2−2−3 山形盆地断層帯

山形盆地の地質は周辺山地を構成する中新世〜鮮新世の火砕岩もしくは火砕岩起源の堆積物、第四紀の河川堆積物および盆地の主部を占める段丘や沖積低地の堆積物に区分される。

山地を形成する中新世〜鮮新世の地層は、盆地の南西側から盆地東側にかけての山地には中新世前期〜中期の軽石凝灰岩および凝灰質砂岩主体となる吉野層が分布し、これとほぼ同時期の流紋岩類がする。奥羽山地稜線部には蔵王をはじめとする第四紀火山岩が分布しているが、これらの火山岩が盆地縁にまで到達しているのは山形市南部から上山市東部にかけての地域のみである。

盆地中央部西側には中新世中期から鮮新世にかけて銀山層、本郷層、深沢層などの地層が分布している。これらの地層は凝灰岩・凝灰質砂岩や泥岩・礫岩などがら構成されている。盆地南西側の山地には白鷹山付近に火山岩類が分布し一部が盆地内まで到達している。

盆地北部には鮮新世から更新世前期の大谷層、折渡層、北山層が分布する。これらの地層は砂礫・凝灰質砂層・亜炭などを含む。盆地北西側の山地には、流紋岩などの貫入岩や葉山火山の火山岩類なども分布する。最も北側に位置する尾花沢盆地にもこれらの地層が分布している。

盆地内では扇状地や沖積低地が広く分布するため基盤岩の露出は少ない。特に、村山市以南の地域では縁辺部を除いて扇状地を構成する砂礫層が分布し、主要河川沿いでは巨礫を含む砂礫層が分布する。

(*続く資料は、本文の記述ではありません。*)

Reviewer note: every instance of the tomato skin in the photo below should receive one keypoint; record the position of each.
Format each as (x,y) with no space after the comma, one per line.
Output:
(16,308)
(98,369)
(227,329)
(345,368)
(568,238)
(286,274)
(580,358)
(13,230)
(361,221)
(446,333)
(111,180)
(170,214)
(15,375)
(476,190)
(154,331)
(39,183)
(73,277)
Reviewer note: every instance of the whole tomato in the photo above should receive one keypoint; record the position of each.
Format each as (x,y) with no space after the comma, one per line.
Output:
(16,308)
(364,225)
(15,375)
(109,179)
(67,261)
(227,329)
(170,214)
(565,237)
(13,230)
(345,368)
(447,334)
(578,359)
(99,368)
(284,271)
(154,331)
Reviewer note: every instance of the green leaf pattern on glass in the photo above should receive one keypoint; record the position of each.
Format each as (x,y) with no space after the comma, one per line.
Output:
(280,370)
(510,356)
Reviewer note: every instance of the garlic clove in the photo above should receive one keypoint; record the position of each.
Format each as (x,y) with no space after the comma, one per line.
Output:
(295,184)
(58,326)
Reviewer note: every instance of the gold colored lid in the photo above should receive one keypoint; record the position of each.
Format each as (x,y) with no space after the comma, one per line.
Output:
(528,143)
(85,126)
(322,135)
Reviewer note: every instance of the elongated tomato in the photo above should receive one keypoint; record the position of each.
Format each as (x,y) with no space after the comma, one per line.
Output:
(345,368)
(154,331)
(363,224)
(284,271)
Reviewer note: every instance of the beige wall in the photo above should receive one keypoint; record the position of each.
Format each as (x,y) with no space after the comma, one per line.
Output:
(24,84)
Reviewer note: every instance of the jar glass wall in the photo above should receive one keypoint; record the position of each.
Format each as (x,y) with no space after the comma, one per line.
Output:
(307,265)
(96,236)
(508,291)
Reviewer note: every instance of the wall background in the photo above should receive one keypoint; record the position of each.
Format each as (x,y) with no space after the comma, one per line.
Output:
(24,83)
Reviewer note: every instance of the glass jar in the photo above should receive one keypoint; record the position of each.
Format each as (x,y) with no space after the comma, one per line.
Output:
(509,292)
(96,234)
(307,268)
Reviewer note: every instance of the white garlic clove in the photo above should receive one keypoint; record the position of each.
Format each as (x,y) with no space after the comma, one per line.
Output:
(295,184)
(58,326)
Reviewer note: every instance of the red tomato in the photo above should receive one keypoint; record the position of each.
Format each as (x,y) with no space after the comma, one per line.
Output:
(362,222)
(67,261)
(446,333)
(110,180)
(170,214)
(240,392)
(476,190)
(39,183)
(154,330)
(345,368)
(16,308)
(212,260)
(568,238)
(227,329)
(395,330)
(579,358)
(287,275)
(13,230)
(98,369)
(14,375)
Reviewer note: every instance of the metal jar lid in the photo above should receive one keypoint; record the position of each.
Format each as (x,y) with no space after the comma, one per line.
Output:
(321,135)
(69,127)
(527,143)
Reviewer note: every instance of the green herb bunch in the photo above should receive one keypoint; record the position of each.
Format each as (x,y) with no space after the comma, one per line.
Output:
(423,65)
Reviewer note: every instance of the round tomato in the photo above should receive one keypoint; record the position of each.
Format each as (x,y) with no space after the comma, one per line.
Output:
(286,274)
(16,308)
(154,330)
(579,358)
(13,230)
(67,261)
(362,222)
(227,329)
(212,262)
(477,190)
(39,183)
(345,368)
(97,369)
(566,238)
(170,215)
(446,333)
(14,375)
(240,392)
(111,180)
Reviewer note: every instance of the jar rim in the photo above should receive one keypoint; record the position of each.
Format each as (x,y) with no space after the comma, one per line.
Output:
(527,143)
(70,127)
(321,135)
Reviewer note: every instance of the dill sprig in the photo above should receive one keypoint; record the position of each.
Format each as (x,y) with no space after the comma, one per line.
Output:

盆地全体の地質構造は南北性の背斜・向斜構造が見られ地層は南から北に向かって順次新しい時代の堆積物へ移化していく傾向を示している。盆地内の構造は不明な点が多いが、盆地南部に負の重力異常の中心が見られ盆地北部と尾花沢盆地の間は尾根状の等重力線が示されている(図2−2)。